Press Release
August 16, 2006


Noting that our country is tagged as having one of the highest incidence of oil spills, Senator Edgardo J. Angara today called for protecting our territorial waters through a proposed bill that outlines the culpability of parties causing oil spills and provides sanctions for damages to the environment.

Millions of tons of oil quietly end up in our waters every year, a result of either accidental or occupational oil pollution. The immense growth in maritime transport of oil and the increasing amount of chemicals being carried in the sea definitely cause long-term harm to our waters and our marine ecosystem, Angara said.

Angara also said that there are two international conventions which provide the system of compensation for oil spills. These are the International Convention on Civil Liability for Oil Pollution Damage also known as the 1969 Liability Convention, and the International Convention for Oil Pollution Damage. However, he said, the country does not have its own enabling legislation to prevent or minimize such oil pollution damages.

Two international conventions on liability for oil pollution were ratified by the Senate as early as 1997. These international conventions merely provide a system of compensation for oil pollution damage and for the cost of recovery measures.
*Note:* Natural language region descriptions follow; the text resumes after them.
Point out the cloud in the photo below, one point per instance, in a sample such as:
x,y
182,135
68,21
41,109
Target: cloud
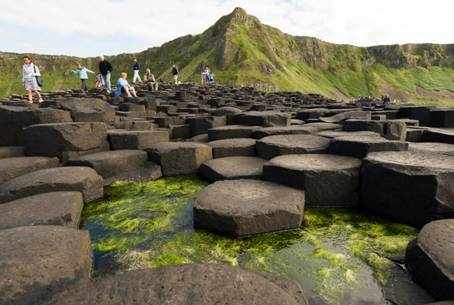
x,y
82,27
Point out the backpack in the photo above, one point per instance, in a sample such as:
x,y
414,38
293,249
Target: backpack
x,y
39,79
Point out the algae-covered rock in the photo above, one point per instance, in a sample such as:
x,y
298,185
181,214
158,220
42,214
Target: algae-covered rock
x,y
338,257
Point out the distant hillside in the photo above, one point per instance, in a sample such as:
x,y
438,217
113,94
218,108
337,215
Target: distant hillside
x,y
243,51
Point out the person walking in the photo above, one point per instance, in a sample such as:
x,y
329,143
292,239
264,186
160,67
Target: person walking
x,y
123,87
136,70
31,79
151,80
82,72
105,68
176,74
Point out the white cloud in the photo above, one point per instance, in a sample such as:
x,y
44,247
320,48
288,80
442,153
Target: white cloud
x,y
153,22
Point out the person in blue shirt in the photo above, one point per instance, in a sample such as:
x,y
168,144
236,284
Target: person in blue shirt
x,y
124,88
82,72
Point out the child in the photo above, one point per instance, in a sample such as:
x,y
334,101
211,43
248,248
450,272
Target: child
x,y
98,81
124,87
176,74
30,76
82,72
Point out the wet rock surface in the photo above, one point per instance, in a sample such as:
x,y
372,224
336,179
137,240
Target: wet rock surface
x,y
233,147
81,179
39,261
183,285
180,158
335,256
330,181
56,208
120,165
246,207
430,258
410,187
11,168
230,168
273,146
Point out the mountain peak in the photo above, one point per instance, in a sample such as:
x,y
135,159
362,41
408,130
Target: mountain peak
x,y
239,15
239,12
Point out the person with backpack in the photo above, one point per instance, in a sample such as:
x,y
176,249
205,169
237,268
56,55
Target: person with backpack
x,y
205,76
105,68
82,72
151,80
31,79
176,74
124,88
136,70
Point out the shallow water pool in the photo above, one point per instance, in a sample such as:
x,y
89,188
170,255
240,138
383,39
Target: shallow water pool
x,y
339,256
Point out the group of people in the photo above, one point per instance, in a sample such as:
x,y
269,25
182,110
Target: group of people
x,y
123,88
32,81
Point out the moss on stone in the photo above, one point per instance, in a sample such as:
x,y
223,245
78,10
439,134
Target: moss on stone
x,y
149,224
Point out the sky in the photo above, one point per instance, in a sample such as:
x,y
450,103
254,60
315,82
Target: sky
x,y
94,27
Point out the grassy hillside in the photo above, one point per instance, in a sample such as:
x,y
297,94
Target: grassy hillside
x,y
243,51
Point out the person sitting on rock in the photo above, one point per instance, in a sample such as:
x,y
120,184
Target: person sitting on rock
x,y
176,74
205,74
124,88
98,81
151,80
136,70
30,77
105,69
82,72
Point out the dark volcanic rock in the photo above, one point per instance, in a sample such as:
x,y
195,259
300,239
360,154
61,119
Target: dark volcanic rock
x,y
11,152
129,139
179,158
53,140
38,261
409,187
120,165
262,118
438,148
86,109
360,146
275,131
270,147
430,258
15,119
183,285
364,115
230,168
57,208
231,132
201,125
246,207
338,134
322,126
327,180
11,168
233,147
82,179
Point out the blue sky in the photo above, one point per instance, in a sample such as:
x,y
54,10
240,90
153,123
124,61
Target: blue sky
x,y
90,28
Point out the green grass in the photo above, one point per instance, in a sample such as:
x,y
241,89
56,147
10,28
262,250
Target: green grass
x,y
238,48
149,224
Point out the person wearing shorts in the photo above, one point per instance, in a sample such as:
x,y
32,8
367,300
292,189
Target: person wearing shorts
x,y
30,72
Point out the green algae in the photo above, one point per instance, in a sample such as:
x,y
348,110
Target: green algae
x,y
149,224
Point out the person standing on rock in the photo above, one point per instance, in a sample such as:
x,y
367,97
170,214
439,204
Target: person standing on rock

But the Congress has yet to ratify its own implementing legislation in pursuance to these two conventions, Angara explained.

Angara also noted that awareness in protecting international and territorial waters should rightly be an increasing national concern because it is a matter of environmental utmost urgency.

The Oil Pollution Liability and Compensation Act (OPA) of 2005 provides strict liability for oil pollution damage and ensures prompt and adequate compensation for persons who suffer such damage

In January, Angara authored a senate resolution calling for the probe of the oil spill in Semirara Island, Antique which is dangerously close to tourist spot Boracay.